And since you’re reading this blog on a firewood website, I’m going to assume you enjoy a good fire. Maybe it’s in your home, for pleasure or heat, maybe it’s in the fire pit outside, maybe it’s at deer camp or at a state park whatever – these fires need wood to burn. Unfortunately, many of the destructive forest pests currently found in North America can (and do) get moved in or on pieces of firewood. Some of them can survive at least 3 years deep in the wood- and some can even infest wood at any time, regardless of how old or seasoned it may be (see the guest blog on Dodds et al 2017, here). To that end, there has been a good bit of research on firewood pests, starting most intensely in the early 2000s when the emerald ash borer was rapidly spreading in North America. Since then, a variety of research on the topic has been completed and published, but no one has really holistically reviewed what is out there, what we know, and what we need to know – until now. This paper, Firewood Transport as a Vector of Forest Pest Dispersal in North America: A Scoping Review, in the Journal of Economic Entomology, led by Angelica Solano, a M.S. student with Drs. Shari Rodriguez and David Coyle of Clemson University, does just that. They reviewed the firewood pest literature from North America to see what we did- and didn’t- know, and found some very eye-opening things.
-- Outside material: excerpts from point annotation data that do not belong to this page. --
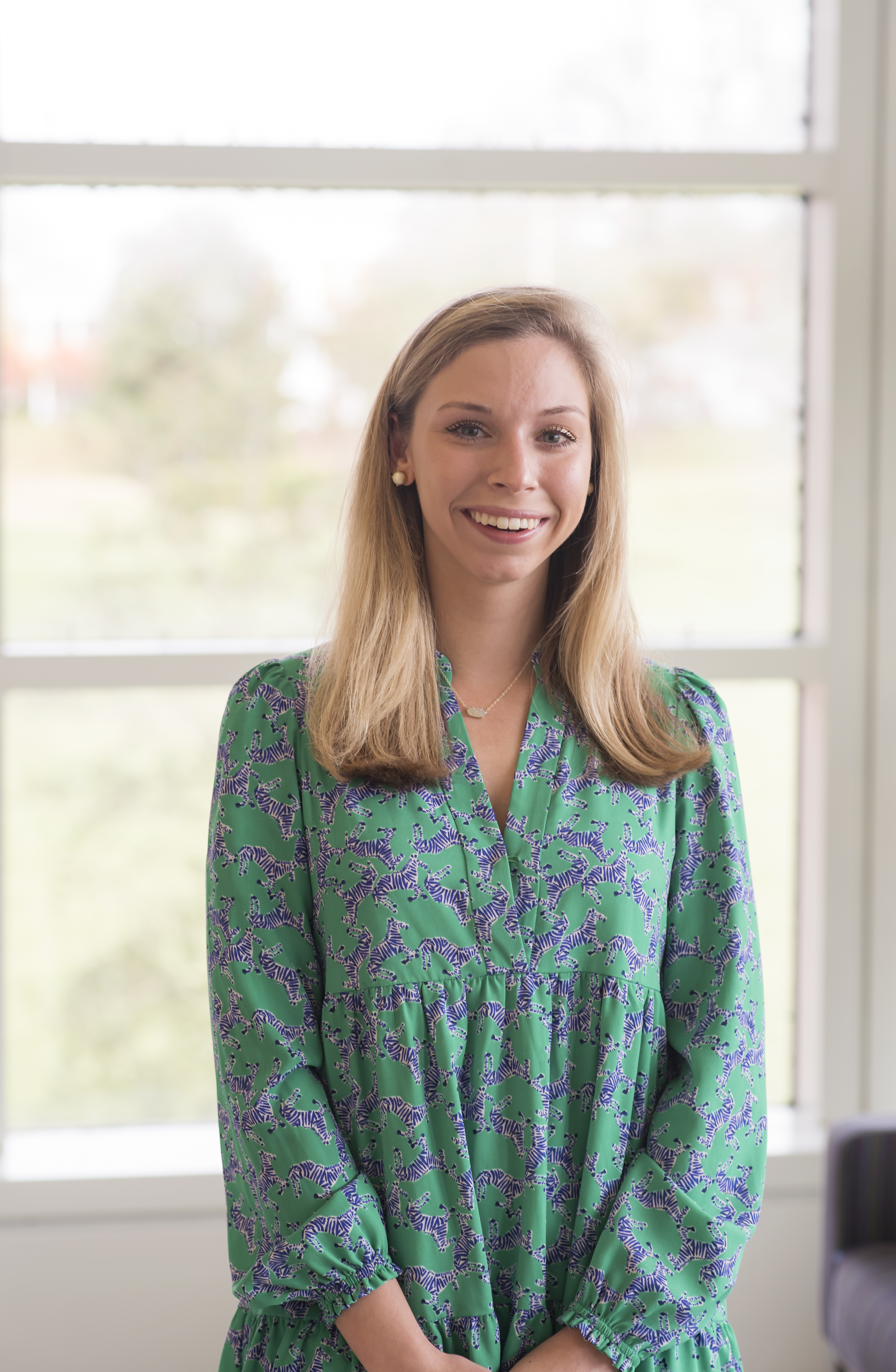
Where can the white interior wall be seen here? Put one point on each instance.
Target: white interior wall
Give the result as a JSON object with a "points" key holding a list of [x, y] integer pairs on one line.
{"points": [[98, 1277]]}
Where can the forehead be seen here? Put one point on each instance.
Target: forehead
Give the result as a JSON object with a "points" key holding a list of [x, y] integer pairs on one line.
{"points": [[526, 371]]}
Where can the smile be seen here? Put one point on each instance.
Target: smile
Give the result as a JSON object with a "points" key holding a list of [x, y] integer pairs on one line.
{"points": [[514, 523]]}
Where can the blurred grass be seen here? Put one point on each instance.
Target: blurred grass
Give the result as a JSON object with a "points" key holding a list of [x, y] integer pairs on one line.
{"points": [[106, 796]]}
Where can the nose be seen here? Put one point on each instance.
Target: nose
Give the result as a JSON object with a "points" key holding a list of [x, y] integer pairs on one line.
{"points": [[512, 466]]}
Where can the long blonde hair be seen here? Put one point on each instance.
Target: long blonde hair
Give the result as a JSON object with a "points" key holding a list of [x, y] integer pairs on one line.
{"points": [[375, 700]]}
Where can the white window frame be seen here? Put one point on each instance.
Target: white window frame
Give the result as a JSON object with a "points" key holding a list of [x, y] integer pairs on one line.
{"points": [[846, 656]]}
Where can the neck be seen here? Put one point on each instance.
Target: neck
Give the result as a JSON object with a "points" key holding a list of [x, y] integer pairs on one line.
{"points": [[486, 632]]}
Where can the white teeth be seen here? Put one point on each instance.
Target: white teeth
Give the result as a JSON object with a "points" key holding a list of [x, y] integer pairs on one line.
{"points": [[504, 522]]}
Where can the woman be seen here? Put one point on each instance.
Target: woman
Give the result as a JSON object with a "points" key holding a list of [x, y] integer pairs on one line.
{"points": [[485, 972]]}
Did you know that most of the work on pests in firewood has been done in the Great Lakes and Northeastern U.S. regions? Additionally, a handful of studies have been done in the southwestern U.S. and in Canada, but almost none in the Pacific Northwest or Southeast. This is significant because there are plenty of wood-infesting pests in these areas too, and we have very little published science on what’s happening there. Yes, even folks in the South use firewood for heating their homes (it does get cold in higher elevation areas, and in winter) and “ambience” fires are pretty common too – not to mention all the campfires that happen at all the state and national parks for your s’mores, hot dogs, and general enjoyment.

Map of firewood studies research locations

Solano et al 2021, Fig 2. Location and frequency of research locations from the 24 articles used in the review.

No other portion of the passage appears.